Stochastic optimization landscape of a minimal MLP

In this notebook, we will try to better understand how stochastic gradient works. We fit a very simple non-convex model to data generated from a linear ground truth model.

We will also observe how the (stochastic) loss landscape changes when selecting different samples.


In [ ]:
%matplotlib inline
import matplotlib.pyplot as plt
import numpy as np
import torch
import torch.nn as nn
from torch.nn import Parameter
from torch.nn.functional import mse_loss
from torch.autograd import Variable
from torch.nn.functional import relu

Data is generated from a simple model: $$y= 2x + \epsilon$$

where:

  • $\epsilon \sim \mathcal{N}(0, 3)$
  • $x \sim \mathcal{U}(-1, 1)$

In [ ]:
def sample_from_ground_truth(n_samples=100, std=0.1):
    x = torch.FloatTensor(n_samples, 1).uniform_(-1, 1)
    epsilon = torch.FloatTensor(n_samples, 1).normal_(0, std)
    y = 2 * x + epsilon
    return x, y

n_samples = 100
std = 3
x, y = sample_from_ground_truth(n_samples=100, std=std)

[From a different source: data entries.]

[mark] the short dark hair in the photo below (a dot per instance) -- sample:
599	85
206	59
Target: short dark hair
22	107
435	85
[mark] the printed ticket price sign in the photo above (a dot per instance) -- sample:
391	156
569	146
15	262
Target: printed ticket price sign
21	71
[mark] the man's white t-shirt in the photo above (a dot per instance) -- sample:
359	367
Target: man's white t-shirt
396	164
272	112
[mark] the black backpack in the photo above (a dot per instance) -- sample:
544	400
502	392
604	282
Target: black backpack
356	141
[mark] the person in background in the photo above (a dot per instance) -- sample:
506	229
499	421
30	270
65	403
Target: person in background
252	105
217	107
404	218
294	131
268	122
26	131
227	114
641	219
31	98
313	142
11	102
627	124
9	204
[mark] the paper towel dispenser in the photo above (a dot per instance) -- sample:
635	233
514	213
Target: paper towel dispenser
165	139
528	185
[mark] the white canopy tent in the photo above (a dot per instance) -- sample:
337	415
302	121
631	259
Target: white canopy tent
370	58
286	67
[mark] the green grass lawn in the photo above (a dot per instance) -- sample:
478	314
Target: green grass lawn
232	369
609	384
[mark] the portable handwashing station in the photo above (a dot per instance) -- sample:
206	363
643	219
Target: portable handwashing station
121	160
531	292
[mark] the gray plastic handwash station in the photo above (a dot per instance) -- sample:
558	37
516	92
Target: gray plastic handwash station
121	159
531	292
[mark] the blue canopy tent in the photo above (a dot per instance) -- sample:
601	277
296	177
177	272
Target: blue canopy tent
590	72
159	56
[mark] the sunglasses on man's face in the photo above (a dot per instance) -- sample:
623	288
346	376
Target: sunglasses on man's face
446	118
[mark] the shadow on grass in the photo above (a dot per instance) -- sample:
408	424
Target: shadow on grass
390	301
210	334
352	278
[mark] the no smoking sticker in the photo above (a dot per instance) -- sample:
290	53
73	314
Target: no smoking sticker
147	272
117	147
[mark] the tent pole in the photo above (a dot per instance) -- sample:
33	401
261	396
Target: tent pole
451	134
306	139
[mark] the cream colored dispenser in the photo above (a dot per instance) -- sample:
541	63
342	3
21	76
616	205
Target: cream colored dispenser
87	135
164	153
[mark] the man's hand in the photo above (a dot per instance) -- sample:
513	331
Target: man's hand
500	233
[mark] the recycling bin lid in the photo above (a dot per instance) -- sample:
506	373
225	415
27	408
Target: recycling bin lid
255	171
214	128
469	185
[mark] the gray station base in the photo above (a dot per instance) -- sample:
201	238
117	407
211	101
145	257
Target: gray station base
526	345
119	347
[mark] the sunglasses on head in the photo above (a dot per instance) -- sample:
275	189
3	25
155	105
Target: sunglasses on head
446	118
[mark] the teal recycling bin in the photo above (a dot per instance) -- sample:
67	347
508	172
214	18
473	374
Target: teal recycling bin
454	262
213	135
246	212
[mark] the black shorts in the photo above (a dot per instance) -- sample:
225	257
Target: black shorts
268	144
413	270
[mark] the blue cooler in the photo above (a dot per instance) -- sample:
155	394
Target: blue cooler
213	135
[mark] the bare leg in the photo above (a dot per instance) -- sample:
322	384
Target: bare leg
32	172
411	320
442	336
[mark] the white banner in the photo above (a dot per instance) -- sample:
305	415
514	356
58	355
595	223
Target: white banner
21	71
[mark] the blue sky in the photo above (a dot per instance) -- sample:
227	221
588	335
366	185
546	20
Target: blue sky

We propose a minimal single hidden layer perceptron model with a single hidden unit and no bias. The model has two tunable parameters $w_1$, and $w_2$, such that:

$$f(x) = w_1 \cdot \sigma(w_2 \cdot x)$$

where $\sigma$ is the ReLU function.


In [ ]:
class SimpleMLP(nn.Module):

    def __init__(self, w=None):
        super(SimpleMLP, self).__init__()
        self.w1 = Parameter(torch.FloatTensor((1,)))
        self.w2 = Parameter(torch.FloatTensor((1,)))
        if w is None:
            self.reset_parameters()
        else:
            self.set_parameters(w)

    def reset_parameters(self):
        self.w1.uniform_(-.1, .1)
        self.w2.uniform_(-.1, .1)

    def set_parameters(self, w):
        with torch.no_grad():
            self.w1[0] = w[0]
            self.w2[0] = w[1]

    def forward(self, x):
        return self.w1 * relu(self.w2 * x)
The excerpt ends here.